36. These things then let these men enquire after in their own way, and if they should happen to do so in any other, so let it be. But (Valentinus) also says that as the false steps among the Aeons had been put straight[151] and also those in the Ogdoad or Sophia Without, so also were those in the Hebdomad. For the Demiurge was taught by Sophia that he is not the only God as he thought, and that beside him there is none other; but he knew better after being taught by Sophia. For he was schooled by her and was initiated and taught the great mystery of the Father and the Aeons and told it to none. This, he says, is what he spake to Moses: “I am the God of Abraham and the God of Isaac and the God of Jacob, and my name I have not announced to them,”[152] that is to say: “I have not told the mystery nor have I explained who is God, but I have kept to myself the mystery which I have heard from Sophia.” It was necessary, then, that the things on high having been put straight, in the same sequence,[153] correction p. 298. should come to those here. For this cause was Jesus the Saviour born through Mary, that He might put straight things here, as the Christ, who on high was projected by Nous and Aletheia, put straight the passions of Sophia Without, that is, of the Ectroma. And again the Saviour who was born through Mary came to set straight the passions of the soul. There are, then, according to them three Christs, the one projected by Nous and Aletheia along with the Holy Spirit; and the Joint Fruit of the Pleroma the equal yoke-fellow[154] of Sophia Without who is called and is herself a Holy Spirit (but) inferior to the first; and third, He who was born through Mary for the restoration[155] of this creation of ours.
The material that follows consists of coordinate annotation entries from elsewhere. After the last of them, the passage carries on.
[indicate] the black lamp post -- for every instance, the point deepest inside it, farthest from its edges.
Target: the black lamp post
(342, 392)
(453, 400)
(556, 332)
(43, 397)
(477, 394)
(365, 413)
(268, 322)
37. I consider I have now by means of many (explanations) sufficiently sketched the heresy of Valentinus, it being a Pythagorean one; and it seems to me that the refutation of these doctrines by exposition should stop. Plato, moreover, when setting forth mysteries concerning the universe writes to Dionysius in some such way as this:[156]

“I must speak to you in enigmas, so that if the tablet p. 299. should suffer in any of its leaves on sea or land, whoso reads may not understand.[157] For things are thus. As regards the king of all, all things are his, and all are for his sake, and he is the cause of all that is fair. A second (cause exists) concerning secondary things and a third concerning those things which come third.[158] But respecting the king himself there is nothing of this kind of which I have spoken. But after this the soul seeks to learn of what quality these are, since it looks towards the things which are germane to itself, of which it has nought sufficiently. This is, O son of Dionysius and Doris, your question as to what is the cause of all evils. But it is rather that anxiety about this is inborn, and if one does not remove it, one will never hit upon the truth.[159] But what is wonderful about it, hear. For there are men who have heard these things, able to learn and able to remember,[160] and who have yet grown old while straining to form a complete judgment. They say that what (once) appeared believable is now unbelievable, and that what was then unbelievable was then the opposite. Looking therefore to p. 300. this, beware, lest you repent what has unworthily fallen from you. Wherefore I have written none of these things, nor is there anything (upon them) signed Plato, nor will there ever be. But the sayings now attributed to Socrates were (said by him)[161] when he was young and fair.”[162]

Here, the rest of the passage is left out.